I cannot feel as though I belong to you, as though you deeply care for me and the entirety of my well-being, if you are casual about the racist rhetoric that has pained me during the post-election fallout. I cannot invite you to sit with me in the garden of my heart and trust you to tenderly pick out the weeds if you cannot empathize with my experience. And I cannot shrink how I feel to make YOU feel more comfortable.
When we return home with less friends than we began the day with, it is clear Brandon is no longer on my side. I look at him and he looks ashamed of me, but I can’t tell if it’s because my hair is nappy or because I threw a grenade into the center of our social activities. And for the first time ever, I’m not sure which it is. Am I too Black for you too?
I need support and reassurance, but Brandon offers none. His focus is on how to salvage this friendship, a friendship I am not sure I want any longer. We have the same argument over and over again – and it persists so long that before I know it Thanksgiving and then Christmas comes and still, we are barely speaking. We are each hurting, each of us is lonely and worst of all, we are isolated because there is no one to talk to about such things. We don’t have sex anymore; we don’t touch when we sit on the couch. The enemy has come into our camp because Brandon left the door wide open, and I keep forgetting to shut it.
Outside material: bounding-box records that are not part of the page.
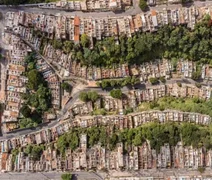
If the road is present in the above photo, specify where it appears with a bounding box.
[0,0,212,140]
[0,0,212,18]
[0,75,212,140]
[0,171,103,180]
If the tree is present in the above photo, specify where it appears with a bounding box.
[79,92,88,102]
[198,167,205,174]
[27,69,44,90]
[110,89,122,99]
[30,145,44,160]
[61,82,72,93]
[63,41,74,54]
[191,71,201,80]
[139,0,148,11]
[149,77,158,85]
[159,76,166,83]
[53,39,63,49]
[177,82,182,87]
[0,12,3,20]
[61,173,72,180]
[57,134,68,154]
[195,83,202,88]
[80,34,90,47]
[87,91,99,102]
[20,104,31,118]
The golden couple has officially been broken. There is nothing too out of reach for this election to stain.
The guilt from what I have done – the confronting of friends within a larger group of friends – is there, of course, but it’s mainly enlarged by Brandon’s disapproval. He pushes me to email the friend an apology because he worries that without it, this group of friends will fall apart. Other people rely on this group too, not just The Woods. I have jeopardized their friendships with one another. I have let God down. I have given in to anger, to emotional crap. I screwed up. I need therapy. Everyone, including my own husband, seems to hate me.
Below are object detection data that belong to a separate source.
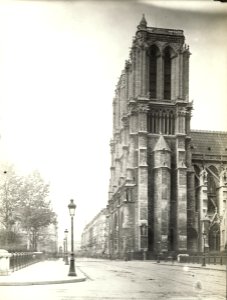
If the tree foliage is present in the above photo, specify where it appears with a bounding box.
[0,166,56,250]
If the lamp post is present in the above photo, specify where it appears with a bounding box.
[202,231,206,267]
[157,242,161,263]
[64,229,69,265]
[68,199,76,276]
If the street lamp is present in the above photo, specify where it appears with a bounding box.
[157,242,161,263]
[64,229,69,265]
[202,231,207,267]
[68,199,76,276]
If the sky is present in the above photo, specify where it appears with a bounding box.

When I am finished emailing an apology, I can’t look at Brandon. He pressured me into doing this, and I’m not sure what I’m apologizing for. My delivery sucked and the setting sucked, yes. But the message would be the same whether it was told in public or private, whether it was wanted or not. I cannot look at him get dressed to go to his fancy job with their fancy kitchen and snacks, and their fancy elevators. Cannot stand to watch him pretend to be such a good husband when he pronounced me guilty of addressing racism, while chalking the original statements up to: “Well, you know they’re from the Midwest.” As if having a Middle America zip code on your birth certificate is a good defense for calling the struggle of minorities a lie.
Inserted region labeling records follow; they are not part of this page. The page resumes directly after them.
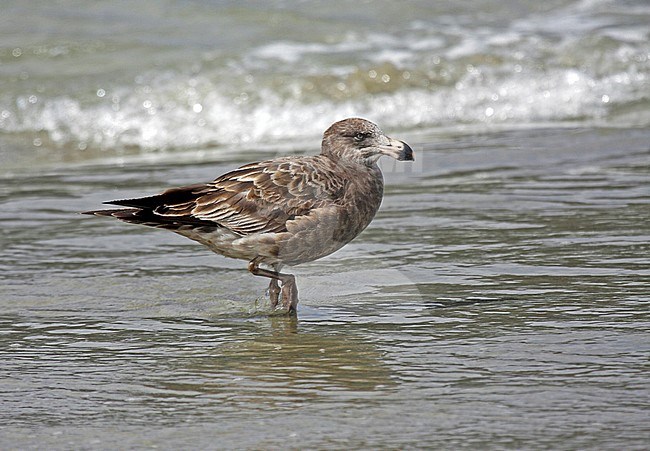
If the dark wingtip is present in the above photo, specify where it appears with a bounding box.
[398,141,415,161]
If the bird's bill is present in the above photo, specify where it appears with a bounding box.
[379,138,415,161]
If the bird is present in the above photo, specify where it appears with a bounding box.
[83,117,415,314]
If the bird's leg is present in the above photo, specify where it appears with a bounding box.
[248,260,298,313]
[269,279,280,308]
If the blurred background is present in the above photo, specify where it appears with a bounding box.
[0,0,650,450]
[0,0,650,167]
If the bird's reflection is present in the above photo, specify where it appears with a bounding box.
[156,316,394,405]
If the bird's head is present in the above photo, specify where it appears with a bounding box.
[321,118,415,165]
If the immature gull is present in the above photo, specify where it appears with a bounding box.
[85,118,413,313]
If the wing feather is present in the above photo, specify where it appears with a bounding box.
[102,155,347,235]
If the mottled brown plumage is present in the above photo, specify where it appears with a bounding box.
[86,118,413,312]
The woman in the mirror (that’s me) has bags under her eyes, and she is fucking miserable – and she curses all the live long day. She is lost and confused and unsure of how to move forward. She is unsure about the future of the country and the future of her marriage. For weeks, she sleeps on an air mattress in the guest room because if she must fight alone, she will dream alone too. She hurts more than ever in her life, feels lonelier than before, feels the darkness of depression rolling in like fog.
But there is a tiny bit of fight left in her. Friends keep sending text messages at just the right moments to keep her from believing the tortuous thoughts keeping her awake at night. And one night she finds this quote written on a dirty post-it note in the subway, said by Angela Davis:
“I am no longer accepting the things I cannot change. Instead, I am changing the things I cannot accept.”
And truly, truly, it saves her from caving all the way in.